View the EMI/RFI Shielded Waveguide Air Vents product features below
Typical Mounting Methods
Since the vent-to-shield seal is normally the limiting factor in shielding performance, the following waveguide-to-shield seals are recommended.
Soldering and Brazing
Whenever possible, enclosure walls should be fabricated in a horizontal position to allow soldering or brazing in a lightweight (26 gauge copper or galvanized steel) frame to the shield wall. This produces excellent RF seals that provide reliable performance for long periods of time.

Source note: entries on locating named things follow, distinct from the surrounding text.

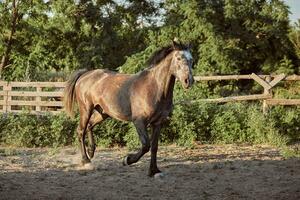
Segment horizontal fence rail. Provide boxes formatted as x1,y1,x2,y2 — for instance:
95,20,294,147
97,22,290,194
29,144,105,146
0,73,300,114
0,81,65,114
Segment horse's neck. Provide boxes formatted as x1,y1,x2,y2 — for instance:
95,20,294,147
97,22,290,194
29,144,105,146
151,56,175,101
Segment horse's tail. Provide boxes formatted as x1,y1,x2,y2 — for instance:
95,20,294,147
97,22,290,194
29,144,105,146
63,69,88,117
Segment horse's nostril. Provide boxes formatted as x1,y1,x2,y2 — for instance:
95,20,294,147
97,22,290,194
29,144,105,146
184,78,189,85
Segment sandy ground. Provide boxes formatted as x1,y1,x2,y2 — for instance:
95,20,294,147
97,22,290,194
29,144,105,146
0,145,300,200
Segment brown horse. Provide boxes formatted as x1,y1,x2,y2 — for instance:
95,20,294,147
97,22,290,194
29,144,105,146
64,41,194,176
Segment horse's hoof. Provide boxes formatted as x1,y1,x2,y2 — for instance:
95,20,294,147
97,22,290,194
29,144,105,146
81,159,91,166
77,163,95,171
154,172,166,179
86,150,94,159
123,156,129,166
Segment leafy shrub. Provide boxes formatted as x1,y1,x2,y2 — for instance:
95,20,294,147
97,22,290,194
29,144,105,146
0,102,300,149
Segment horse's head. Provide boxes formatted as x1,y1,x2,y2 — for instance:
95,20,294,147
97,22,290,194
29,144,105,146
171,41,194,89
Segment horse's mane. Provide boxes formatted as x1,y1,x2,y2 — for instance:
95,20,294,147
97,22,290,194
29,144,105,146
147,43,188,68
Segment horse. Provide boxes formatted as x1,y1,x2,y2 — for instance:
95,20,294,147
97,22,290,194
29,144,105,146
64,41,194,177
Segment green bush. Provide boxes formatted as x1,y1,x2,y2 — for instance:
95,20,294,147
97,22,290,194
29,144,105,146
0,102,300,149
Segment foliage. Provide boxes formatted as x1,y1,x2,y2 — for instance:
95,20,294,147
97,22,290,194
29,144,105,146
0,103,300,152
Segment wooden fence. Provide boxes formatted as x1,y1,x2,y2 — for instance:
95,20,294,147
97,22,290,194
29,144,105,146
0,74,300,114
0,81,65,114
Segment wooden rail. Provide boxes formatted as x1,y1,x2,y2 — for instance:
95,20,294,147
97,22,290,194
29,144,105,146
190,73,300,113
0,74,300,114
0,81,65,114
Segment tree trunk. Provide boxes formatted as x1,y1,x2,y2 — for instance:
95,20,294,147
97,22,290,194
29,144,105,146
0,0,19,78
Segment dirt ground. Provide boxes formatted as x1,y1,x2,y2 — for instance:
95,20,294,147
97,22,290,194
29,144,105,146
0,145,300,200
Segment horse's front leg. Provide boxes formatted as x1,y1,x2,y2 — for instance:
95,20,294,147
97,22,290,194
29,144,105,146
148,124,161,177
123,120,150,165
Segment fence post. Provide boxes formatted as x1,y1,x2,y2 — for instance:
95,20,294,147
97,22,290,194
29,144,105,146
35,86,42,112
263,76,272,114
3,82,12,113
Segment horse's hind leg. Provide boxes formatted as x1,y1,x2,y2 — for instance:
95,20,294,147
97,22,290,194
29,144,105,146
87,110,108,159
77,107,92,164
123,120,150,165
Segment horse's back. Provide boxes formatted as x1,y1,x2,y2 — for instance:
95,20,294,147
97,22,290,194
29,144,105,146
76,69,132,121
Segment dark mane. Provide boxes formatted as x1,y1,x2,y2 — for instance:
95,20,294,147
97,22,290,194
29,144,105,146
147,43,188,68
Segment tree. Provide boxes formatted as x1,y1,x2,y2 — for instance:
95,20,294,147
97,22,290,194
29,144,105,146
122,0,298,74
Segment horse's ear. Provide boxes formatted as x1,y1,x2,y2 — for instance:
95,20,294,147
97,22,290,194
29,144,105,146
172,38,180,49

If the shielding material in the walls and ceilings is heavy enough to weld, vents with an angle iron frame should be specified. Since the waveguides are soldered into the frames using 60/40 solder, care should be taken to keep the honeycomb-to-frame joint under 150o Celsius. The preferred installation method is to use a skip welding technique around the frame until the weld line is completely closed.
Where soldering and welding are not practical, RF gasket seals can be used. Monel or tin coated gaskets provide the best RF seal. The mounting surface can be tin-lead plated or plasma spray tinned. A light cleaning of contact surfaces before assembly will insure maximum seal performance by removing unwanted metal oxides before the seal is formed.
Contact surfaces of mating surfaces should be rigid enough to carry pressure along the gasket for maximum shielding performance. Maximum enclosure-to-vent shield performance can be achieved by observing the precautions of compatible metals and by spacing the fasteners at no more than 10.16 cm (4 in) on center.
Whenever metal ducts are connected to the waveguide air vents on a shielded wall, a dielectric spacing collar is needed to create a non-conducting break on the duct. The purpose of this break is to keep RF currents on the surface of metal ducts from transferring to the shield wall and lowering shielding effectiveness. The dielectric break may take the form of a rubber or canvas boot, a wooden spacing collar, or other dielectric medium.
Minimum Resistance to Air Flow
The honeycomb (or hex-tube) design combines the highest shielding performance with the lowest resistance to air flow. Cell geometry allows the maximum amount of open space while uniformity and depth of the honeycomb tubes reduces air turbulence.